Property prices in Spain rising below the international average

According to a recent study carried out by The Economist, flat prices in Spain are rising below the international average rate. The study undertaken by the magazine looked at the evolution of prices in the second quarter of 2007 and included 20 countries from all over the world.

The Economist found that in the second quarter this year property prices in Spain rose by just 5.8% compared to 6.66% which was the average for the countries included in the study. Just one year earlier property prices rose by 10.8% in Spain compared to an international average of 8.4%.

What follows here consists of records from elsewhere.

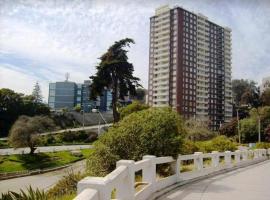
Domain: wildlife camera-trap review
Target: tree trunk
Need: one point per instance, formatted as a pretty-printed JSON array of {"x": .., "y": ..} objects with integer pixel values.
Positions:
[
  {"x": 32, "y": 150},
  {"x": 116, "y": 115}
]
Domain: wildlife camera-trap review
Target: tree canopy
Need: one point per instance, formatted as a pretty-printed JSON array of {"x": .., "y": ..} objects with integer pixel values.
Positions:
[
  {"x": 25, "y": 131},
  {"x": 13, "y": 104},
  {"x": 154, "y": 131},
  {"x": 115, "y": 73},
  {"x": 37, "y": 93},
  {"x": 265, "y": 97},
  {"x": 245, "y": 92}
]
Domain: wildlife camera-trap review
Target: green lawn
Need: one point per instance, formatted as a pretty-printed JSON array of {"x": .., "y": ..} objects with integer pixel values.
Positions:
[{"x": 14, "y": 163}]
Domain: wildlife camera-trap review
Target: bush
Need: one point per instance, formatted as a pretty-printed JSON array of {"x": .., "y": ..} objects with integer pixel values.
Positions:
[
  {"x": 229, "y": 129},
  {"x": 25, "y": 131},
  {"x": 198, "y": 130},
  {"x": 249, "y": 130},
  {"x": 66, "y": 186},
  {"x": 30, "y": 194},
  {"x": 220, "y": 143},
  {"x": 134, "y": 107},
  {"x": 155, "y": 131},
  {"x": 189, "y": 147},
  {"x": 262, "y": 145}
]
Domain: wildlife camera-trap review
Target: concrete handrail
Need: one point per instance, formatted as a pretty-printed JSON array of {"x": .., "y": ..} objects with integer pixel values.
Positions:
[{"x": 122, "y": 179}]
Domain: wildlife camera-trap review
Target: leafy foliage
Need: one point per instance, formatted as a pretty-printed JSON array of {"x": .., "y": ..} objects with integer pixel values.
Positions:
[
  {"x": 265, "y": 97},
  {"x": 248, "y": 131},
  {"x": 37, "y": 93},
  {"x": 154, "y": 131},
  {"x": 198, "y": 130},
  {"x": 114, "y": 72},
  {"x": 78, "y": 108},
  {"x": 249, "y": 126},
  {"x": 25, "y": 131},
  {"x": 245, "y": 92},
  {"x": 30, "y": 194},
  {"x": 220, "y": 143},
  {"x": 134, "y": 107},
  {"x": 229, "y": 129},
  {"x": 12, "y": 105},
  {"x": 66, "y": 186}
]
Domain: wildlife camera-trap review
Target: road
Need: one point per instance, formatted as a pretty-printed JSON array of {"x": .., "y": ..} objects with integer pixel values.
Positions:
[
  {"x": 70, "y": 129},
  {"x": 10, "y": 151},
  {"x": 251, "y": 183},
  {"x": 41, "y": 181}
]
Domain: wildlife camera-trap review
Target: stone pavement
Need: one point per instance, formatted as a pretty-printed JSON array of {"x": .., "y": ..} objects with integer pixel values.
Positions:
[
  {"x": 41, "y": 181},
  {"x": 10, "y": 151},
  {"x": 250, "y": 183}
]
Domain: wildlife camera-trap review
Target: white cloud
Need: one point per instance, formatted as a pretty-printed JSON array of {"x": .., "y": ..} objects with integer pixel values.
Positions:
[
  {"x": 21, "y": 82},
  {"x": 55, "y": 37}
]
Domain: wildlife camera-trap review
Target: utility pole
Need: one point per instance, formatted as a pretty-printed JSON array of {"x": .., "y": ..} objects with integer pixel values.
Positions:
[
  {"x": 259, "y": 129},
  {"x": 238, "y": 126}
]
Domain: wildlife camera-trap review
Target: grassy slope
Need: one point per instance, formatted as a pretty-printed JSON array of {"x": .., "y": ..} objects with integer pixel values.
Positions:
[{"x": 38, "y": 161}]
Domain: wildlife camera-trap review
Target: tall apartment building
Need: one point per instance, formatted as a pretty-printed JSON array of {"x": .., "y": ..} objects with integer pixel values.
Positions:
[
  {"x": 265, "y": 84},
  {"x": 190, "y": 65},
  {"x": 68, "y": 94}
]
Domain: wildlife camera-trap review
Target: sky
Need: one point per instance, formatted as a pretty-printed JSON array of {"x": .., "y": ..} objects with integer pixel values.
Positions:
[{"x": 41, "y": 40}]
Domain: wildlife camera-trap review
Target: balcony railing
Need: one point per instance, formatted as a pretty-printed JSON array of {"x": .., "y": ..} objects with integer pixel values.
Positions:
[{"x": 122, "y": 179}]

According to the Economist, between April and June this year Spain fell behind Singapore (21.1%), South Africa (14.5%), New Zealand (13.3%), Hong Kong (10.6%), Sweden (9.9%), Great Britain (9.6%), Australia (9.2%), France (8.1%), China (7.5%), Denmark (7.4%) and Canada (7.3%).

Those countries that saw property price rises lower than the Spanish rate of 5.8% were Belgium (5.7%), Italy (5.6%), Holland (5.2%) and Switzerland (1.

4%) while four countries in the study saw property prices drop: Ireland (-0.7%), Japan (-1.6%), the US (-3.2%) and Germany (-3.4%).

However, although property prices are rising at a slower rate in Spain they are still rising above the rate of inflation and it doesn’t affect the rate of growth in prices that the property market in Spain has experienced over the last decade which leaves it fourth in the Economist’s ranking.

Spanish property prices rose by 189% between 1997 and 2007. Other European countires which also experienced property booms during the same period were Irleand with a rise of 251% and Great Britain with a rise of 211% both of which are almost 69% more than price rises in the US.
This brings concerns that the current financial crisis in the US could spread to Europe. The crisis in the US is based on the fact that US banks conceded ‘subprime’ mortgages to people with little or no credit rating with very low interest rates to start off with but which later rose abruptly.

The Economist hasn’t ruled out the possibility of a similar crisis happening in European countries.